Der renommierte Elefantenbiologe Dr. Keith Lindsay kritisiert denn auch die Begründung für den Transfer der Elefantin Tika und ihrer Töchter nach Basel scharf. Laut den Zoos soll die 18-jährige Tika in einen Dominanzkonflikt mit ihrer Mutter geraten sein. Eine Behauptung, die dem natürlichen Verhalten wildlebender Elefanten fundamental widerspricht. In freier Wildbahn bleiben Töchter in der Regel über Jahrzehnte, oft lebenslang, eng mit ihrer Mutter und ihrer Familiengruppe verbunden. Wenn es überhaupt zu Trennungen kommt, erfolgen diese schrittweise und friedlich. Und in einem deutlich höheren Alter als jenem von Tika.

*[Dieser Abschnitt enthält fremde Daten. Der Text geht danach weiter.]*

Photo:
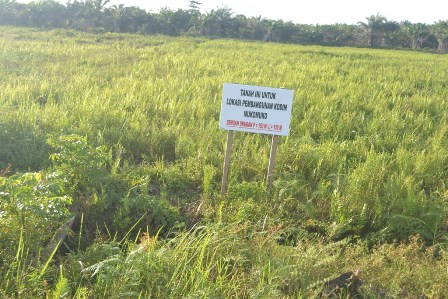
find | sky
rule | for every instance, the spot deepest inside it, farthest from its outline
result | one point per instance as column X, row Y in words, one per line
column 314, row 11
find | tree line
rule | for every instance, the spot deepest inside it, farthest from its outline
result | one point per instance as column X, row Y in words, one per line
column 99, row 16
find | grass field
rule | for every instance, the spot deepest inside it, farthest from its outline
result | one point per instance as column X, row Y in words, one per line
column 121, row 132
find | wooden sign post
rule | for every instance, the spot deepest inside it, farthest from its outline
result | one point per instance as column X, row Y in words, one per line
column 254, row 109
column 271, row 166
column 225, row 172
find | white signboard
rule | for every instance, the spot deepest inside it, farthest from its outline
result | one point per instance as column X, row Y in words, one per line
column 256, row 109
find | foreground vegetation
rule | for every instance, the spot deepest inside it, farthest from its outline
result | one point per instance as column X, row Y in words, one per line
column 121, row 133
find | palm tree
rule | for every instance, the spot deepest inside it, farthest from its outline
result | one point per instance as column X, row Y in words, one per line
column 440, row 31
column 416, row 34
column 372, row 31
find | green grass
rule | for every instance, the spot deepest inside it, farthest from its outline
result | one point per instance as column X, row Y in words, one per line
column 131, row 125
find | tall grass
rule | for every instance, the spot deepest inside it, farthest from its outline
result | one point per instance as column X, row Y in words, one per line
column 132, row 125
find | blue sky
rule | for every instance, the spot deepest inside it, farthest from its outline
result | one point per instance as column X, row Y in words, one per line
column 315, row 11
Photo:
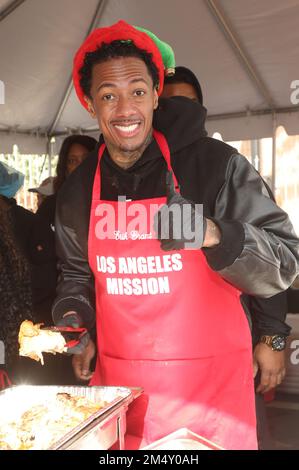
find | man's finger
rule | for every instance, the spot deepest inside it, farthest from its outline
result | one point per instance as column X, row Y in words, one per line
column 80, row 370
column 264, row 382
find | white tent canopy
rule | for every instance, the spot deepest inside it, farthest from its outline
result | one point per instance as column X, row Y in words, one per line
column 245, row 55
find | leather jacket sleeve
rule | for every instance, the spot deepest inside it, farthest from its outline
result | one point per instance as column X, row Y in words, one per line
column 259, row 250
column 75, row 291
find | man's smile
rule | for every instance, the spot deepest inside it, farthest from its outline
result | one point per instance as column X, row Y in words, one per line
column 127, row 129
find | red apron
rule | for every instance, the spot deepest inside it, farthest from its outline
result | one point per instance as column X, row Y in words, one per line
column 168, row 323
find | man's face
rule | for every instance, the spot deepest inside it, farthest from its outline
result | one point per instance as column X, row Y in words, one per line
column 123, row 101
column 179, row 89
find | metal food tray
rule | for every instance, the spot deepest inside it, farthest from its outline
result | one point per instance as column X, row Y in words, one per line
column 99, row 431
column 183, row 439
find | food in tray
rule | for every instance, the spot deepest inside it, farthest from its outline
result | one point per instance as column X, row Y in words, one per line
column 42, row 425
column 34, row 341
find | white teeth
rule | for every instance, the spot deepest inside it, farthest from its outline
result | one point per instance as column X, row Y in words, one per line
column 128, row 129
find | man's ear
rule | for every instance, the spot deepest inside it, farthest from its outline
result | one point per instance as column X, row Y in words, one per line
column 90, row 107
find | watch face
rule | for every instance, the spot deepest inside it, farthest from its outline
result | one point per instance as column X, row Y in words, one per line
column 278, row 343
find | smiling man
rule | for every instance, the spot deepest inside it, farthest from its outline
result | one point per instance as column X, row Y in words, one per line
column 168, row 318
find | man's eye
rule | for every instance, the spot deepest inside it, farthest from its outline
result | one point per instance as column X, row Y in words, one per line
column 108, row 97
column 139, row 92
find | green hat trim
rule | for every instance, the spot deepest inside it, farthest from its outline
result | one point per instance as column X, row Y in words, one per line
column 165, row 50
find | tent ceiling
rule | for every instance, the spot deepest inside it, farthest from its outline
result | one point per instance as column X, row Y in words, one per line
column 244, row 53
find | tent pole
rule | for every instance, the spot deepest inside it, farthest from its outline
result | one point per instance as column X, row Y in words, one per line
column 234, row 41
column 10, row 8
column 273, row 180
column 96, row 17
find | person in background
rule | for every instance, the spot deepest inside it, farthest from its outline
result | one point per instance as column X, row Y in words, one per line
column 73, row 152
column 45, row 189
column 45, row 271
column 266, row 316
column 15, row 282
column 182, row 335
column 11, row 181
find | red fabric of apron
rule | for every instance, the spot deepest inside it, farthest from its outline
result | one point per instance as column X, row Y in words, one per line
column 168, row 323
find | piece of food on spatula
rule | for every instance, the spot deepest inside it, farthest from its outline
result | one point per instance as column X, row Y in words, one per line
column 34, row 341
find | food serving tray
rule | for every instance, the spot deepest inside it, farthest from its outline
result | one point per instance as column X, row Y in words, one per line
column 99, row 431
column 183, row 439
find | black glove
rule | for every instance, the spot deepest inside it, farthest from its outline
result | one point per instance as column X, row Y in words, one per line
column 179, row 224
column 74, row 320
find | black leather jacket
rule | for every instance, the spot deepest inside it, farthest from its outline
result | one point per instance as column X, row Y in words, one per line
column 259, row 250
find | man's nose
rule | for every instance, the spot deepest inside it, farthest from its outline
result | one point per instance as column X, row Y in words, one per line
column 124, row 106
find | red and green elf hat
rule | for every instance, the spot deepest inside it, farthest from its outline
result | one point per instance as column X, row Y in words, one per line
column 162, row 53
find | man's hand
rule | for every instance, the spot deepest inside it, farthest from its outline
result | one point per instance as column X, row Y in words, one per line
column 73, row 320
column 179, row 223
column 81, row 362
column 271, row 364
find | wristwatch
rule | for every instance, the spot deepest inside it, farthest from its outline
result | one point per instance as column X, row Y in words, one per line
column 275, row 342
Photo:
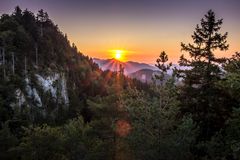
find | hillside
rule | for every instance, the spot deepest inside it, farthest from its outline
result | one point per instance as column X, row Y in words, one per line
column 129, row 66
column 46, row 73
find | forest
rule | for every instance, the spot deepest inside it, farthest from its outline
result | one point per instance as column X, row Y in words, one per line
column 57, row 104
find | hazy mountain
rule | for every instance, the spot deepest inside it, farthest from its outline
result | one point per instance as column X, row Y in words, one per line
column 129, row 66
column 147, row 75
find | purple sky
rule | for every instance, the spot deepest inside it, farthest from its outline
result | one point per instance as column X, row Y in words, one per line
column 141, row 27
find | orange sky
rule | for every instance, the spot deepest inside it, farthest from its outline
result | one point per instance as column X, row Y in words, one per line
column 142, row 27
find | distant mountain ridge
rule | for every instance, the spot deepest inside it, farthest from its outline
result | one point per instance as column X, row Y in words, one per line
column 129, row 66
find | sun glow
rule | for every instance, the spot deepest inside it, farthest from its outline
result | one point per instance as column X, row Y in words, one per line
column 118, row 54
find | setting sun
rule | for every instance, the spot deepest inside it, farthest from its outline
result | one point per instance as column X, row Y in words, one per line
column 118, row 54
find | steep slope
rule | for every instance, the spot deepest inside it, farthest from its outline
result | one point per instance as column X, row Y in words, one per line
column 129, row 66
column 45, row 72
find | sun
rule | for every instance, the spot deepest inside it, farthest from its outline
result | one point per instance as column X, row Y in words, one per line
column 118, row 54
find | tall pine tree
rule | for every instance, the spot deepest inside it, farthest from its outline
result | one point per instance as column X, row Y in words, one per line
column 209, row 105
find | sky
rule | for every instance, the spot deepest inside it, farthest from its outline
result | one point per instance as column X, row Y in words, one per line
column 143, row 28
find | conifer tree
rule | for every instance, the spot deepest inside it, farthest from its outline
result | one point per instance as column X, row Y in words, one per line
column 209, row 105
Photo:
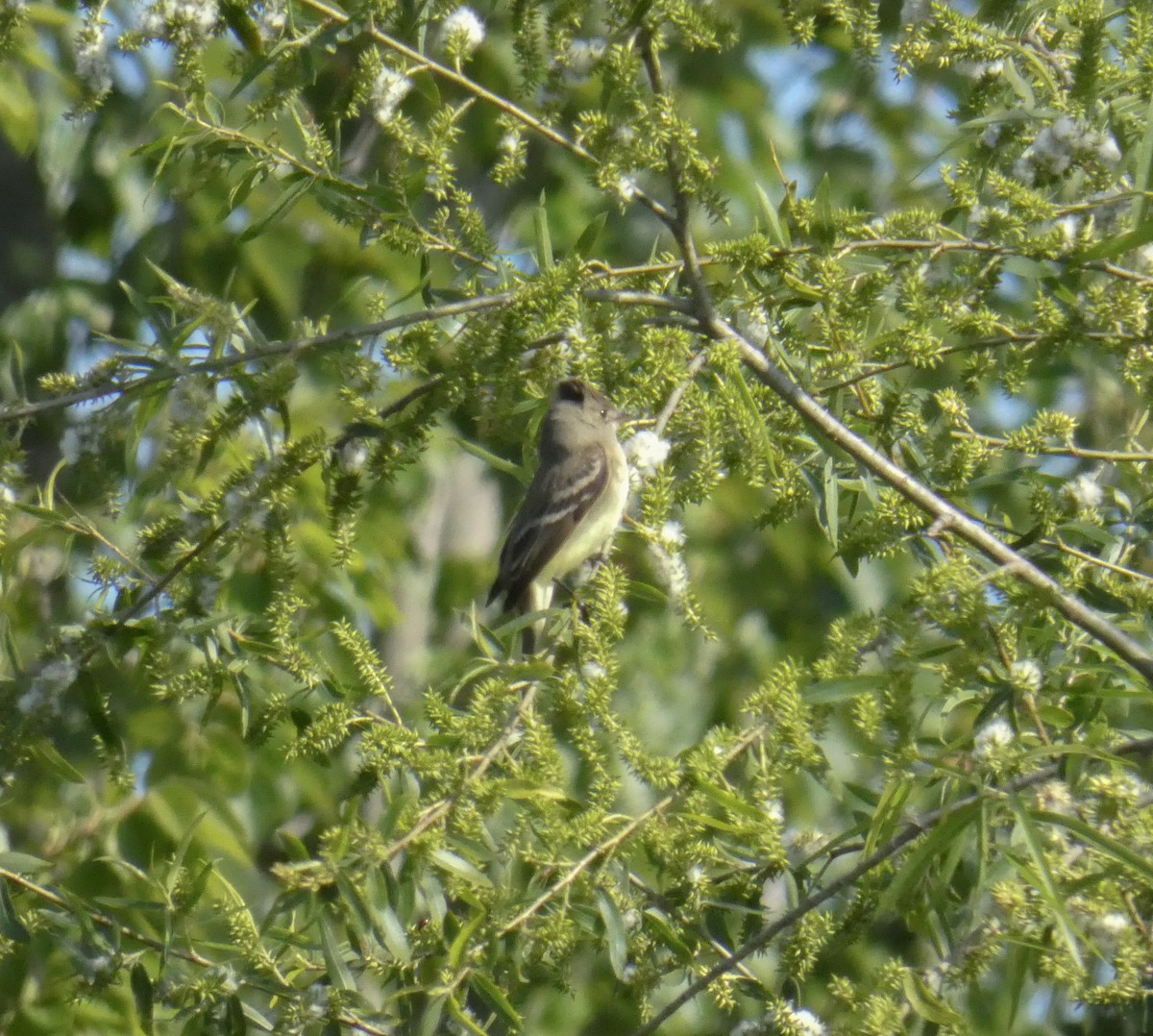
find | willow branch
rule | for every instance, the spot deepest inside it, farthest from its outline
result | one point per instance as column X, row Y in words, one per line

Dr. Keith Lindsay weist zudem darauf hin, dass solche Spannungen vor allem unter künstlichen Bedingungen in Gefangenschaft entstehen: begrenzter Raum, fehlende Ausweichmöglichkeiten und künstlich zusammengesetzte Gruppen. Zoos verwendeten laut Lindsay häufig Begriffe wie «dominantes Weibchen» oder «starker Charakter», um Entscheidungen wissenschaftlich erscheinen zu lassen, obwohl diese in Wirklichkeit wenig mit dem natürlichen Verhalten wildlebender Elefanten zu tun hätten. Dass sich der Zoo Wuppertal von drei seiner sechs Elefanten trennen musste, liegt schlicht daran, dass er Umbauarbeiten an der Anlage beschlossen hat. Nicht mehr und nicht weniger.

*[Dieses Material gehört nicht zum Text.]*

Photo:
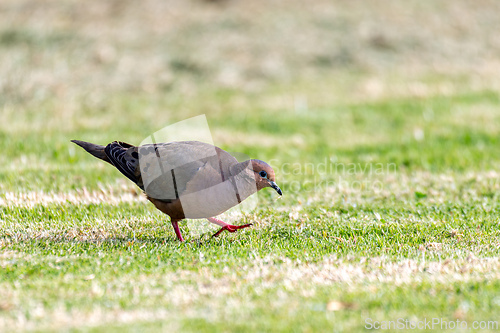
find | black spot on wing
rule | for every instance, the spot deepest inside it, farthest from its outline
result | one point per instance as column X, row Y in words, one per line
column 118, row 156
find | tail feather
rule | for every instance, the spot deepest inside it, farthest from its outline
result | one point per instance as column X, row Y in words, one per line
column 93, row 149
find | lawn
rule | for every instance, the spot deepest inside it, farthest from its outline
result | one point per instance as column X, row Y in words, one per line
column 381, row 122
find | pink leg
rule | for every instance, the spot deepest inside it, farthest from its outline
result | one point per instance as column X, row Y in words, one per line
column 225, row 226
column 175, row 224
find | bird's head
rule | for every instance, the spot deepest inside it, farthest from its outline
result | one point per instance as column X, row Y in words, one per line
column 264, row 175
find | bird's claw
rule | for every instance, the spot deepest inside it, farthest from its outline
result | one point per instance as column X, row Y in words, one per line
column 231, row 228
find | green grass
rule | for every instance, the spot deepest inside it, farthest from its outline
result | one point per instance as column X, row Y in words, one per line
column 385, row 143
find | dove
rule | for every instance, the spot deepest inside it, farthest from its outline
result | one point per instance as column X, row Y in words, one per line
column 188, row 179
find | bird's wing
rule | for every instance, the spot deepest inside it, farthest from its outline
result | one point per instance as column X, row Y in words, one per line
column 205, row 177
column 122, row 156
column 167, row 168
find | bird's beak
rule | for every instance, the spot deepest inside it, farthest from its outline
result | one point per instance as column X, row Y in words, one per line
column 276, row 187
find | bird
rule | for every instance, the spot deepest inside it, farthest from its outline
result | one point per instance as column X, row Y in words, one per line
column 188, row 179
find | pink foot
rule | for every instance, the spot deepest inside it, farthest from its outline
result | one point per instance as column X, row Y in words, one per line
column 225, row 226
column 175, row 224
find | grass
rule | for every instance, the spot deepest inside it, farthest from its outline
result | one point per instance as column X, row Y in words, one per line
column 384, row 141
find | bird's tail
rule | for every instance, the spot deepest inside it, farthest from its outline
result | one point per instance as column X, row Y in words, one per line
column 96, row 150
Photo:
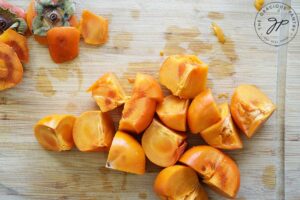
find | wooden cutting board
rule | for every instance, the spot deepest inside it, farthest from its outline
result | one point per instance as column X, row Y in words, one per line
column 139, row 30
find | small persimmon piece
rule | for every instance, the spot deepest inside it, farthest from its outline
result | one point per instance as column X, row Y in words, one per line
column 179, row 182
column 173, row 112
column 223, row 134
column 250, row 108
column 146, row 86
column 54, row 132
column 163, row 146
column 184, row 75
column 94, row 28
column 203, row 112
column 18, row 42
column 137, row 115
column 126, row 154
column 63, row 43
column 108, row 92
column 11, row 69
column 218, row 170
column 93, row 131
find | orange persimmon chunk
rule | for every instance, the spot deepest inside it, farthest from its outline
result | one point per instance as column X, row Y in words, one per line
column 63, row 43
column 54, row 132
column 94, row 28
column 18, row 42
column 223, row 134
column 11, row 69
column 218, row 170
column 93, row 131
column 107, row 92
column 147, row 86
column 126, row 154
column 179, row 182
column 137, row 115
column 250, row 108
column 203, row 112
column 184, row 75
column 173, row 112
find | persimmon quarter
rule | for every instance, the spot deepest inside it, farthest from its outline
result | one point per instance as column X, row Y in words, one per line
column 63, row 43
column 54, row 132
column 93, row 131
column 126, row 154
column 179, row 182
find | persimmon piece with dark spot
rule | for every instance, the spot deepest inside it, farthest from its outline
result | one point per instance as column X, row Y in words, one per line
column 63, row 43
column 11, row 69
column 18, row 42
column 54, row 132
column 217, row 169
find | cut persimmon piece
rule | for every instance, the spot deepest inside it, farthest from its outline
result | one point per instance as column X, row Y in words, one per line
column 203, row 112
column 11, row 69
column 94, row 28
column 147, row 86
column 163, row 146
column 93, row 131
column 54, row 132
column 108, row 92
column 173, row 112
column 18, row 42
column 63, row 43
column 184, row 75
column 250, row 108
column 137, row 115
column 223, row 134
column 126, row 154
column 179, row 182
column 218, row 170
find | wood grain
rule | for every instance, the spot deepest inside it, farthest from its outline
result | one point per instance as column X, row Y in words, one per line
column 139, row 30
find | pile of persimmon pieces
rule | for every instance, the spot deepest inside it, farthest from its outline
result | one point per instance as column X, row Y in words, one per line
column 163, row 138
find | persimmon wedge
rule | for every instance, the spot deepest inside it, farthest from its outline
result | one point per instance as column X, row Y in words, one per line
column 18, row 42
column 146, row 86
column 179, row 182
column 93, row 131
column 218, row 170
column 203, row 112
column 163, row 146
column 93, row 28
column 54, row 132
column 184, row 75
column 108, row 92
column 250, row 108
column 11, row 69
column 173, row 112
column 126, row 154
column 137, row 114
column 63, row 43
column 223, row 134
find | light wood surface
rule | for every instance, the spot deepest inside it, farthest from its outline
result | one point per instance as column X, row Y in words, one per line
column 139, row 30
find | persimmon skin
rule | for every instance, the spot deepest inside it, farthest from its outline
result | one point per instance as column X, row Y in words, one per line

Trotzdem rechtfertigen Zoos ihre Zuchtprogramme weiterhin mit dem Argument des «Arterhalts». Doch ein Elefant, der seit Generationen in Gefangenschaft lebt, schützt weder die Savannen noch die Wälder Afrikas. Er bekämpft weder Wilderei noch Lebensraumzerstörung. Was diese Programme in erster Linie erhalten, ist das System Zoo selbst. Die finanziellen Beiträge der Zoos an sogenannte in-situ-Projekte, also Schutzprojekte im natürlichen Lebensraum der Tiere, bleiben äusserst bescheiden, insbesondere im Vergleich zu den Einnahmen dieser Institutionen und den Millionenbeträgen, die in neue Anlagen investiert werden.
Ein Elefant im Zoo zieht Publikum an, generiert Einnahmen und befriedigt den menschlichen Wunsch, einen Elefanten sehen zu wollen. Doch der Wunsch, Wildtiere zu beobachten, ist weder ein Recht noch eine ausreichende Rechtfertigung dafür, derart intelligente und sensible Lebewesen ein Leben lang in Gefangenschaft zu halten.

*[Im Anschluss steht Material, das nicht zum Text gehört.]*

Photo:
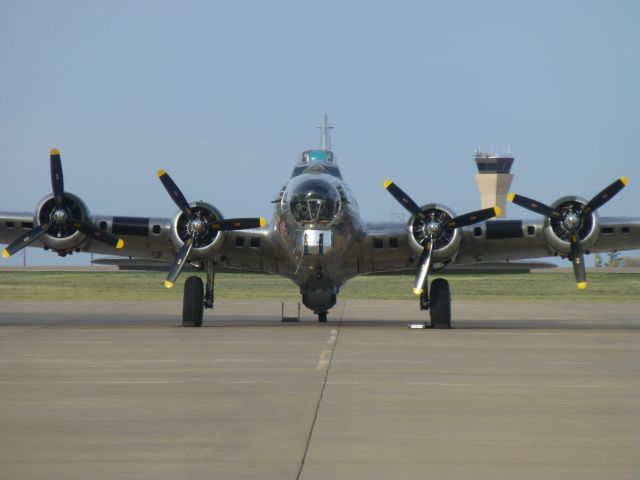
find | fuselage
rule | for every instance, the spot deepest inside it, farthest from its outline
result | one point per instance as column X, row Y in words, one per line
column 317, row 225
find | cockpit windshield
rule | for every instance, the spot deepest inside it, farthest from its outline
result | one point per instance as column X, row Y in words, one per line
column 314, row 201
column 317, row 161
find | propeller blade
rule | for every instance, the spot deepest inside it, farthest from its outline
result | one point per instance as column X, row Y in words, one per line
column 577, row 259
column 175, row 192
column 406, row 201
column 178, row 263
column 474, row 217
column 25, row 240
column 423, row 269
column 238, row 223
column 94, row 232
column 534, row 206
column 605, row 195
column 57, row 180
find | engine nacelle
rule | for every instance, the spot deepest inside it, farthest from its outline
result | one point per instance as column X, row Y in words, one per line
column 207, row 241
column 62, row 237
column 447, row 244
column 557, row 233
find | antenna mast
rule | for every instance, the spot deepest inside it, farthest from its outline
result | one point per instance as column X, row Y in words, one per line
column 325, row 129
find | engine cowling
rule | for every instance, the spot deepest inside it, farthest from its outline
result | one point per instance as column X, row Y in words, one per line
column 206, row 240
column 447, row 243
column 556, row 230
column 63, row 236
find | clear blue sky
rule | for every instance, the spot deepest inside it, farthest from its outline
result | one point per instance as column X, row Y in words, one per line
column 225, row 95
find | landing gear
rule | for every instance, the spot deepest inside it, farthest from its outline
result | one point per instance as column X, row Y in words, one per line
column 192, row 305
column 197, row 297
column 440, row 304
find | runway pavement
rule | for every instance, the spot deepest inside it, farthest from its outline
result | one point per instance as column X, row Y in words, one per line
column 522, row 390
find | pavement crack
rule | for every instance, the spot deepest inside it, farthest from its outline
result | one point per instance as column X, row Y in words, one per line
column 324, row 386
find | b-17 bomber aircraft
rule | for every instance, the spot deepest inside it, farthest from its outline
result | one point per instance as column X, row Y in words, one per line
column 318, row 239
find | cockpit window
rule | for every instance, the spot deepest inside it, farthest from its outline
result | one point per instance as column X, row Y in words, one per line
column 314, row 201
column 332, row 170
column 324, row 156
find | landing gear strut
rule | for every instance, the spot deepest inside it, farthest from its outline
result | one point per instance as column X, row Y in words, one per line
column 197, row 297
column 192, row 306
column 438, row 303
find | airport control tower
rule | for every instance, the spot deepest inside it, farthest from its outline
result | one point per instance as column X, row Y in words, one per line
column 494, row 179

Die FFW setzt sich seit Jahren für den Schutz der Elefanten in ihren natürlichen Lebensräumen ein. Bezüglich der in Gefangenschaft gehaltenen Elefanten fordert die FFW eine schrittweise Überführung der Tiere aus Zoos in grossflächige Schutzgebiete oder Reservate, die ihren Bedürfnissen besser entsprechen, sowie ein sofortiges Ende sämtlicher Zuchtprogramme in Gefangenschaft.
Die Zukunft der Elefanten entscheidet sich nicht hinter den Gittern von Zoos, sondern im Schutz ihrer natürlichen Lebensräume und der Populationen, die dort noch in Freiheit leben.
Fondation Franz Weber, ein Begriff für effizienten Tier- und Naturschutz seit 1975.